New York Central College
*On this date in 1849, we celebrate the opening of New York Central College. This college was the first in the United States founded on the principle that all qualified students were welcome.
It was an abolitionist institution called New York Central College, McGrawville, and Central College. It was founded by Cyrus Pitt Grosvenor and other anti-slavery Baptists in McGraw, New York (at the time called McGrawville. The sponsoring organization was the American Baptist Home Mission Society. New York State chartered it in April 1848, laid the cornerstone of its main building on July 4, and opened in September 1849.
Its "prominent features" were "Radical Anti-Slavery and Equality of the Sexes." The college lasted about ten years. An author of a modern study wrote, "A little town tried to create a place without any prejudice, and it did make a difference. It created humanitarians and heroes in a time where nothing else existed like this."
While Oberlin and Oneida had accepted black students and Oberlin female students, New York Central College was the first institution in the country founded to accept all students, which it did from its very first day. Central was the first college to hire black faculty. Three qualified black professors successively occupied the same position: Charles L. Reason, William G. Allen, and George Boyer Vashon.
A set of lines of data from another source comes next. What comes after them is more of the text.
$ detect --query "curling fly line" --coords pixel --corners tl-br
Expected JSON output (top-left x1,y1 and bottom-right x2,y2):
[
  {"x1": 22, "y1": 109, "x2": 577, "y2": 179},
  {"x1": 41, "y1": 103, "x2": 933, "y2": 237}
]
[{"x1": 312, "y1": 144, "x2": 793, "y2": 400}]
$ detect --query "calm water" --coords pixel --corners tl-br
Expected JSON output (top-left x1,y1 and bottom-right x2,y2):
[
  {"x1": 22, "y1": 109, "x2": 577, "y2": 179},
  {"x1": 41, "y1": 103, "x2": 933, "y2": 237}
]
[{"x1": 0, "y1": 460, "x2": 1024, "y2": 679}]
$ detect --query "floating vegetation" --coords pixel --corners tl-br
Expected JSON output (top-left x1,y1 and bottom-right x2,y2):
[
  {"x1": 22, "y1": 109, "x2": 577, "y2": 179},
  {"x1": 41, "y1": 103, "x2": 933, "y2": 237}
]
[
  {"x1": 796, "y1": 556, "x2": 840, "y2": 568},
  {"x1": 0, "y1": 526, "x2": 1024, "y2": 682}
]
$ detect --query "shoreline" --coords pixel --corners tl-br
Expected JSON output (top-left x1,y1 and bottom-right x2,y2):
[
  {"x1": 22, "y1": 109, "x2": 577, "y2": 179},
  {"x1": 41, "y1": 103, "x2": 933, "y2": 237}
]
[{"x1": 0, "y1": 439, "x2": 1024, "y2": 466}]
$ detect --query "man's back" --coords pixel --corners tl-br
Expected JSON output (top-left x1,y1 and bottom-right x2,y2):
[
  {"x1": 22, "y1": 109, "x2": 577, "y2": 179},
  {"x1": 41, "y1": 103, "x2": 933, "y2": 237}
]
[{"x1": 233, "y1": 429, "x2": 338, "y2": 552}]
As was common in the Antebellum period, with no public secondary schools in America, Central had a large preparatory, or high school, division. Students at the college level were never more than a small minority of the student body.
At the first commencement in 1855, there were five graduates, with a student body of well over 100. There were some students at the primary level. Yet there was no question that Central was a college, whatever the ratio of students, and not an academy whose studies ended at the high school level (typically including Latin and Greek). It has been called a predecessor of Cornell University. The school lost funding from the New York State Legislature, was bankrupt by 1858, and closed in 1860. Former students include Edmonia Lewis and Benjamin Bosman.